Even if unscathed, combat is bad for health

Physical and mental health costs of traumatic war experiences among Civil War veterans.

Pizarro J, Silver RC, Prause J.

Department of Psychology and Social Behavior, University of California, Irvine, 92697-7085, USA.

Hundreds of thousands of soldiers face exposure to combat during wars across the globe. The health effects of traumatic war experiences have not been adequately assessed across the lifetime of these veterans.

To identify the role of traumatic war experiences in predicting postwar nervous and physical disease and mortality using archival data from military and medical records of veterans from the Civil War.

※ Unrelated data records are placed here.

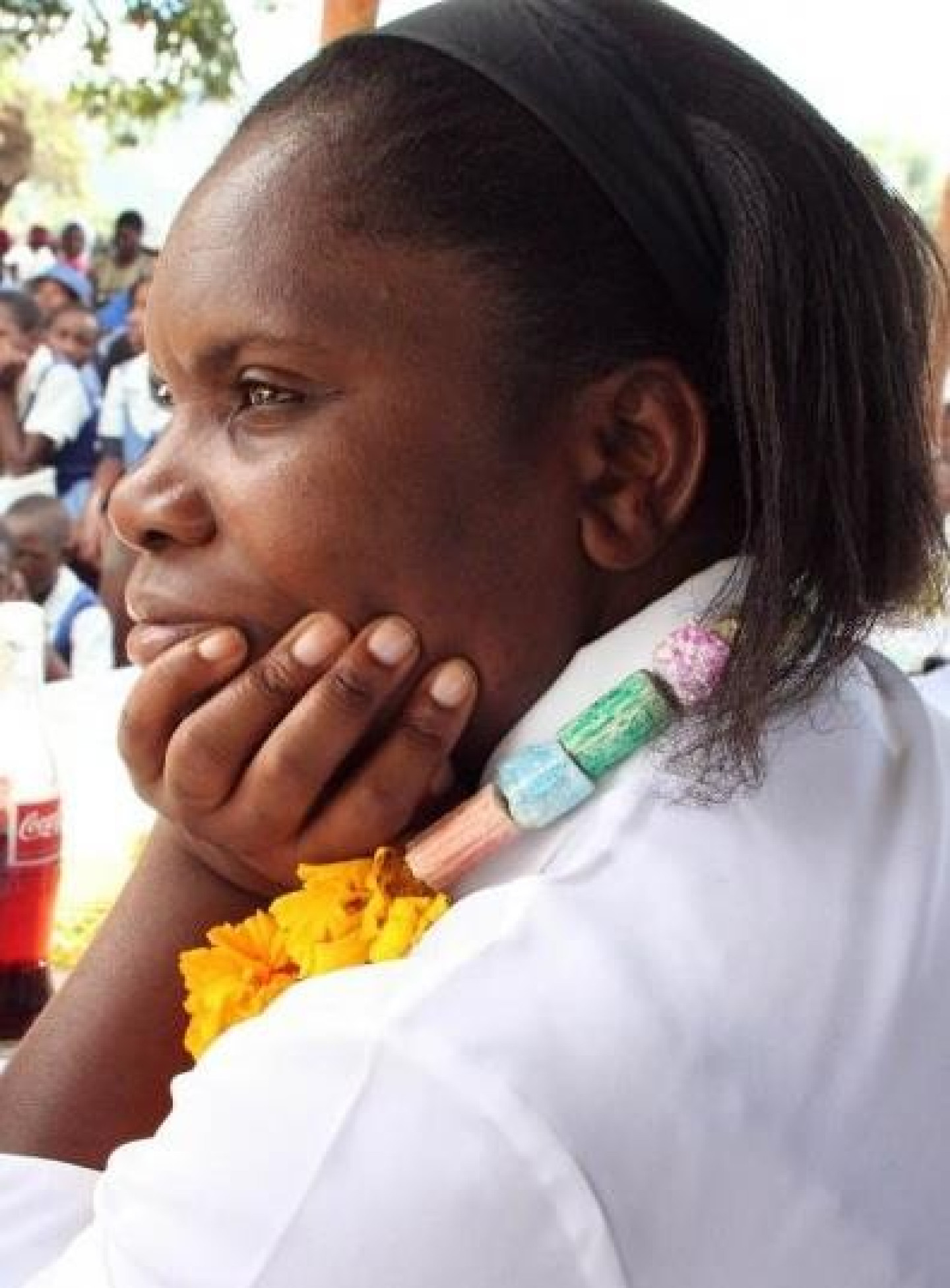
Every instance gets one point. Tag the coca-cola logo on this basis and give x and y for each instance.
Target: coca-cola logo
(39, 823)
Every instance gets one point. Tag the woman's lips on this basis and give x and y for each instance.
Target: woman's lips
(147, 641)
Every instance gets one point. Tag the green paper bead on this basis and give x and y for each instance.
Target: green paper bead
(617, 725)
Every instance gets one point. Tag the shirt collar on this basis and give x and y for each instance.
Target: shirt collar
(595, 669)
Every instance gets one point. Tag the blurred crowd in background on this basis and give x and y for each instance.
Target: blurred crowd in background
(78, 408)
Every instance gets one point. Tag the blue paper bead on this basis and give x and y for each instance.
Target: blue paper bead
(541, 783)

An archival examination of military and medical records of Civil War veterans was conducted. Degree of trauma experienced (prisoner-of-war experience, percentage of company killed, being wounded, and early age at enlistment), signs of lifetime physician-diagnosed disease, and age at death were recorded.

The US Pension Board surgeons conducted standardized medical examinations of Civil War veterans over their postwar lifetimes. Military records of 17,700 Civil War veterans were matched to postwar medical records.

Signs of physician-diagnosed disease, including cardiac, gastrointestinal, and nervous disease; number of unique ailments within each disease; and mortality.

Military trauma was related to signs of disease and mortality. A greater percentage of company killed was associated with signs of postwar cardiac and gastrointestinal disease (incidence risk ratio [IRR], 1.34; P < .02), comorbid nervous and physical disease (IRR, 1.51; P < .005), and more unique ailments within each disease (IRR, 1.14; P < .005). Younger soldiers (<18 years), compared with older enlistees (>30 years), showed a higher mortality risk (hazard ratio, 1.52), signs of comorbid nervous and physical disease (IRR, 1.93), and more unique ailments within each disease (IRR, 1.32) (P < .005 for all), controlling for time lived and other covariates.

Greater exposure to death of military comrades and younger exposure to war trauma were associated with increased signs of physician-diagnosed cardiac, gastrointestinal, and nervous disease and more unique disease ailments across the life of Civil War veterans. Physiological mechanisms by which trauma might result in disease are discussed.